Un autre des cas soulevés était le suivant :
- Laura a peint un tableau d’Olivia, qu’elle a décidé d’accrocher dans le salon de sa maison. Quelques mois plus tard, Olivia a invité Laura chez elle. Alors que les deux amis discutaient autour d’une tasse de thé dans le salon, le fils d’Olivia entra et dit : « J’adorerais avoir un portrait de moi à accrocher dans ma chambre. » Dans l’histoire, est-ce que quelqu’un a dit quelque chose qu’il n’aurait pas dû dire ? Qu’ont-ils dit qu’ils n’auraient pas dû dire ? Où Olivia a-t-elle accroché le tableau de Laura ? Est-il plus probable que le fils d’Olivia savait ou non que Laura avait peint le tableau ?
Dans ce cas, les chercheurs cherchent à amener les interviewés, personnes et machines, à parler des intentions implicites des personnages de l’histoire. Dans des expériences de ce type, les grands modèles de langage ont répondu aussi bien, voire mieux, que les humains.
Quelles conclusions pouvons-nous tirer du fait que les chatbots d’IA générative surpassent les humains dans les expériences qui tentent de mesurer les capacités de la théorie de l’esprit ? « Ces tests ne peuvent rien nous dire sur la nature ni même sur l’existence de processus de type cognitif dans les machines.

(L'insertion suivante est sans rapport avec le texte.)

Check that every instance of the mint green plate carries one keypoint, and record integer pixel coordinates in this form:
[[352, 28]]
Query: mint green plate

Cependant, ce que nous constatons dans notre étude, ce sont des similitudes et des différences dans le comportement produit par les LLM par rapport aux humains », souligne Strachan.
Cependant, le chercheur maintient que les performances des LLM « sont impressionnantes » et que les modèles GPT produisent des réponses qui traduisent une capacité nuancée à tirer des conclusions sur les états mentaux (croyances, intentions, humeur). «Étant donné que les LLM, comme leur nom l’indique, sont formés avec de grands corpus linguistiques, cette capacité doit émerger des relations statistiques présentes dans la langue à laquelle ils sont exposés», dit-il.
Ramon López de Mántaras, fondateur de l’Institut de recherche sur l’intelligence artificielle du Centre supérieur de recherche scientifique (CSIC) et l’un des pionniers du sujet en Espagne, est sceptique quant aux résultats de l’étude. « Le gros problème de l’IA actuelle, c’est que les tests permettant de mesurer ses performances ne sont pas fiables. Le fait que l’IA compare ou surpasse les humains dans une comparaison de performances appelée capacité générale n’est pas la même chose que l’IA surpasse les humains dans cette capacité générale », souligne-t-il. Par exemple, le simple fait qu’un outil obtient de bons résultats à un test conçu pour mesurer les performances en compréhension écrite ne peut pas être considéré comme démontrant que l’outil possède une compréhension écrite.